Over two-thirds of us list NIN's "Closer" as our favorite dirty song. americnxidiot might enjoy this.

Stephenie owns anything Twilight specific; I own the poetry.


Edward:

My feet hit the asphalt in a steady rhythm, and my legs became a metronome for the song that was beginning to take shape in my head. It was something new, something brooding about watching a girl while she slept, wondering if her dreams were about me or someone else.

I'd woken at dawn; the sky was slow to brighten through the low clouds, but I'd watched Bella sleep in the half-light, fascinated by the expressions flickering over her face. Her mouth would move with whispers, and sometimes I could hear a breathy word or two. She said her mother's name aloud once, and I wondered at the fact that she called her parents by their given names, unless speaking directly to them. She rarely referred to Charlie as "Dad", when talking about him; he was "her father." I wondered if she'd ever felt like a kid; what little she'd said made me think that she was the one to take care of her parents, not the other way around.

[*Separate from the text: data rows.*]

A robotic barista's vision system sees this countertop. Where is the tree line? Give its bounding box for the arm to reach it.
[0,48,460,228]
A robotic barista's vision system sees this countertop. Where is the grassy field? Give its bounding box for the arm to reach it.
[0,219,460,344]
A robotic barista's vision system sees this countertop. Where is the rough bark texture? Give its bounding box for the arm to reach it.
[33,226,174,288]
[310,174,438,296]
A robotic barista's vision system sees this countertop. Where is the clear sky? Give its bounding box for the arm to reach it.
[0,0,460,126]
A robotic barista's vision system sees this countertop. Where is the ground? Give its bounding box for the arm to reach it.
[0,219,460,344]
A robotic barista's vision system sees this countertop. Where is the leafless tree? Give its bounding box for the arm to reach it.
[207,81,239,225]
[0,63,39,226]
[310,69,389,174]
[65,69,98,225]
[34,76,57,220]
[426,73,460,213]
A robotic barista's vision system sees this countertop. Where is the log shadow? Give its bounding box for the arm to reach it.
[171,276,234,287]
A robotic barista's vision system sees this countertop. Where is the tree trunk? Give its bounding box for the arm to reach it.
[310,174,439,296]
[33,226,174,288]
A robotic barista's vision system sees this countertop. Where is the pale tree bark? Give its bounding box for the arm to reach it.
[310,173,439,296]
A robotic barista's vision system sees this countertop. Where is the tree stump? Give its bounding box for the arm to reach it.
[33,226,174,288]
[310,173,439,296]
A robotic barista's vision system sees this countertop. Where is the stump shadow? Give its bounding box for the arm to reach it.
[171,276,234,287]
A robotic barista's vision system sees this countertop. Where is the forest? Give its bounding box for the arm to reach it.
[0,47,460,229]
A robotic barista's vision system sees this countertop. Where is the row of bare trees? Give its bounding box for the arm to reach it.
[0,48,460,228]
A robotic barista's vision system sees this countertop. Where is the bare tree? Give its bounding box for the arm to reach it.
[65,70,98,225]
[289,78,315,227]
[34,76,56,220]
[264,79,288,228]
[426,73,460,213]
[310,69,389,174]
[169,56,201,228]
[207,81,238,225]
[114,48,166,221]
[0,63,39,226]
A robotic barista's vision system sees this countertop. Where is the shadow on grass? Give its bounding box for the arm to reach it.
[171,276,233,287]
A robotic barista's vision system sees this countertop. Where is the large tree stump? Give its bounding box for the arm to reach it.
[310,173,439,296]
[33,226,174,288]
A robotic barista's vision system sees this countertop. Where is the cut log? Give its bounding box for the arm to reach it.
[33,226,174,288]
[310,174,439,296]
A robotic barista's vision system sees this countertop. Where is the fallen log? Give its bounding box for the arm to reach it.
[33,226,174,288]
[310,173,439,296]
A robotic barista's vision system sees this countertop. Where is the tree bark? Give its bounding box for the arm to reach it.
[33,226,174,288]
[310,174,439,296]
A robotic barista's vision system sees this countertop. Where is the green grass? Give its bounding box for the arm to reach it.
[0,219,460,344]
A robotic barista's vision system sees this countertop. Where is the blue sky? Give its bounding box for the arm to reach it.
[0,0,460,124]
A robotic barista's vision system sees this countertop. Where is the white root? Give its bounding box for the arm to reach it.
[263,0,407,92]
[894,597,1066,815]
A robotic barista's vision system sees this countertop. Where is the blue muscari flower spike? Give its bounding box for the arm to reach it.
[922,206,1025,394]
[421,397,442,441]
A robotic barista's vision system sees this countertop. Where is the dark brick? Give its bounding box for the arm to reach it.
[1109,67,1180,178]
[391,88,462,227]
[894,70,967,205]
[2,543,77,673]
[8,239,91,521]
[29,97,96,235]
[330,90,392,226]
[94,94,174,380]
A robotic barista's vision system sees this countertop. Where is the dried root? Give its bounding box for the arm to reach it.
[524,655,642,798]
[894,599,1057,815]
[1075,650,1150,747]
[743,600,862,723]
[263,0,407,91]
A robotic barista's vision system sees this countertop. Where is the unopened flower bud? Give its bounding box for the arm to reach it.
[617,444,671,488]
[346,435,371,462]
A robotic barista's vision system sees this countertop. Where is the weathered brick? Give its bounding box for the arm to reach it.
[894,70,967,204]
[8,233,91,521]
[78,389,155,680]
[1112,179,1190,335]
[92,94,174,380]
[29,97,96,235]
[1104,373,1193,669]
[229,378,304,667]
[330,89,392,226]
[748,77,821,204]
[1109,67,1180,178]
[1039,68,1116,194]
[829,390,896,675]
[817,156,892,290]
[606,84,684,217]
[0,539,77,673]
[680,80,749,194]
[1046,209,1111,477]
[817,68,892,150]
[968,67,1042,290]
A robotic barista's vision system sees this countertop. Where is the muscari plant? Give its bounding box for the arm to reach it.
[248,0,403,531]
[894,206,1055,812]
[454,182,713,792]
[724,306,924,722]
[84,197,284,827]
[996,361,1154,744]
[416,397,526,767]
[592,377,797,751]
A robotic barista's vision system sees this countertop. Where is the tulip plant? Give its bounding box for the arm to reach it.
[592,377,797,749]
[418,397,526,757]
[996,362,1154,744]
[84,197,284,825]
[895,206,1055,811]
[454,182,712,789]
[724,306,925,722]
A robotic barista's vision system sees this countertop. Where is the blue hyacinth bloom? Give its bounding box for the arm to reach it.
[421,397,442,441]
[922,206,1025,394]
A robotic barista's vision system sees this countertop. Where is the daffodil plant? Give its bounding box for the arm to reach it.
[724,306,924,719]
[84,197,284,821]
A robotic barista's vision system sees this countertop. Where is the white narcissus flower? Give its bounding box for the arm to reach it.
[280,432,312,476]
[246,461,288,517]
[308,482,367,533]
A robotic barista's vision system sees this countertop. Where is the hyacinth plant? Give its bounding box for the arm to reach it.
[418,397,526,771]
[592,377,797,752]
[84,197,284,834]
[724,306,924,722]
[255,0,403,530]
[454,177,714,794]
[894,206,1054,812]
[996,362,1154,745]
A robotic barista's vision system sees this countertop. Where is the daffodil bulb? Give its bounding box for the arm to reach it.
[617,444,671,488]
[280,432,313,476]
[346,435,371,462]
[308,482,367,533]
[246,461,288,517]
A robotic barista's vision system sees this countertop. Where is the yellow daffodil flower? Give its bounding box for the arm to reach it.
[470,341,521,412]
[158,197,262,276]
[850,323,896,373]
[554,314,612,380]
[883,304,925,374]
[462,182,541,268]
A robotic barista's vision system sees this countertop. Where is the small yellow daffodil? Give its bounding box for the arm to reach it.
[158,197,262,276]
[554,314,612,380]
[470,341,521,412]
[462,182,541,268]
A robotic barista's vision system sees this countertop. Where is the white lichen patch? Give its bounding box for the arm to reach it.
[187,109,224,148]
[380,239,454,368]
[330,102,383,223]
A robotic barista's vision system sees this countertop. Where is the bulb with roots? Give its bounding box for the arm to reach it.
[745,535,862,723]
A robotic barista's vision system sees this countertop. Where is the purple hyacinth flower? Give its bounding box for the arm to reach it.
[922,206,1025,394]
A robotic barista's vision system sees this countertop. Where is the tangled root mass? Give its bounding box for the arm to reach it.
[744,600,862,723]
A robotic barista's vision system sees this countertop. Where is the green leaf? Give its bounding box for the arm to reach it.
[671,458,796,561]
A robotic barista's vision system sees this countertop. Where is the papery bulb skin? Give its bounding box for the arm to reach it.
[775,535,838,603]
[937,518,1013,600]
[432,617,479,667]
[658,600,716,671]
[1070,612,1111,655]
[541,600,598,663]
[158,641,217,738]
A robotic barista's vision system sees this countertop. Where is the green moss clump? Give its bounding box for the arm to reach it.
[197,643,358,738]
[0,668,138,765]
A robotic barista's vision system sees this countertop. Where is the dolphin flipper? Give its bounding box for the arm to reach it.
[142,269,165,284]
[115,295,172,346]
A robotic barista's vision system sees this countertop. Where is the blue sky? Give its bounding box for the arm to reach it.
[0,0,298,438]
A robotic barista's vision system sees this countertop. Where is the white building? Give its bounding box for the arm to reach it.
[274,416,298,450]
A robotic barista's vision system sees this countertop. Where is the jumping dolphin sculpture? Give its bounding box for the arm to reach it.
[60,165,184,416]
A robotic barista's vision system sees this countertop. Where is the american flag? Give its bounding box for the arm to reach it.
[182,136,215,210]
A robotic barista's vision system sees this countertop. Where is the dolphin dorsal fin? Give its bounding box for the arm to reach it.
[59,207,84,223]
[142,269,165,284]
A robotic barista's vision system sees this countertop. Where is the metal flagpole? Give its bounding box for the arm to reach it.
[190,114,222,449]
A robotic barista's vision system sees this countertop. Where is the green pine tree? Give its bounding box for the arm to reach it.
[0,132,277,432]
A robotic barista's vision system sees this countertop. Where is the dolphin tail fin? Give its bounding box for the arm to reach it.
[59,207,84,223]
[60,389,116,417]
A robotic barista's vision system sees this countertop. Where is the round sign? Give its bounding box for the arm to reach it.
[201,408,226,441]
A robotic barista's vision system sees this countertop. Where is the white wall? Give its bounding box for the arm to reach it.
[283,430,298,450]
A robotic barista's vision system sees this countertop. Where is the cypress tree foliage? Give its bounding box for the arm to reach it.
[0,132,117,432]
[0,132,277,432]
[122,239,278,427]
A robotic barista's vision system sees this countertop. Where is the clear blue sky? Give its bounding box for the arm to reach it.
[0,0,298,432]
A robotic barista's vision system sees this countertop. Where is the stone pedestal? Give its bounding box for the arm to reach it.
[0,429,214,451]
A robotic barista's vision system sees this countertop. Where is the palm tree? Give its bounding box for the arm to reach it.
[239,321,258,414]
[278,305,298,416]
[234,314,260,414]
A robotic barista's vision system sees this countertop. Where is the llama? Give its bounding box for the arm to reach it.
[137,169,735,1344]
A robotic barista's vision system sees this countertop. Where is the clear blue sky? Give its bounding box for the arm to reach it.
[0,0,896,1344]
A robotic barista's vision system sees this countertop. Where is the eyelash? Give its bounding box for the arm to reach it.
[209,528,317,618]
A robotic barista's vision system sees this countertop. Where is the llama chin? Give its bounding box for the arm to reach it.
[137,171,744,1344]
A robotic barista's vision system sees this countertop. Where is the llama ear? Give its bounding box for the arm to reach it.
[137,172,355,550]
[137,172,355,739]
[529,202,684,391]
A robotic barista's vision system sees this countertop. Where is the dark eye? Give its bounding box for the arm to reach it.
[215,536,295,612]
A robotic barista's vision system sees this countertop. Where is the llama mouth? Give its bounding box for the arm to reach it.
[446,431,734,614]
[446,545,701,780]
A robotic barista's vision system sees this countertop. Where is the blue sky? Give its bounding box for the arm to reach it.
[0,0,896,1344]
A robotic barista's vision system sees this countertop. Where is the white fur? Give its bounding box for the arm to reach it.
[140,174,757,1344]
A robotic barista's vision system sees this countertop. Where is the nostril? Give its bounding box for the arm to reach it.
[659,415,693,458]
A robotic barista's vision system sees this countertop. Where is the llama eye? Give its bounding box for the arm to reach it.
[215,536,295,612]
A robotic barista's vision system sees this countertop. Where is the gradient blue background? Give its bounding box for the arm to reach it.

"Phoenix," she'd whispered once, and I had to actively push my immediate dark response aside. Of course she would miss her home and her friends; she'd been here only three weeks. I just didn't know how to stop the strange agonizing feeling I got when her phone rang with that particular ringtone. I'd heard it in the hall last night, and walked into the library and watched her face, as she glanced at the screen. She had the softest smile and a hint of pink on her cheeks, and I felt like I was interrupting something intimate, and I hated it; I'd give anything to have her look at me that way.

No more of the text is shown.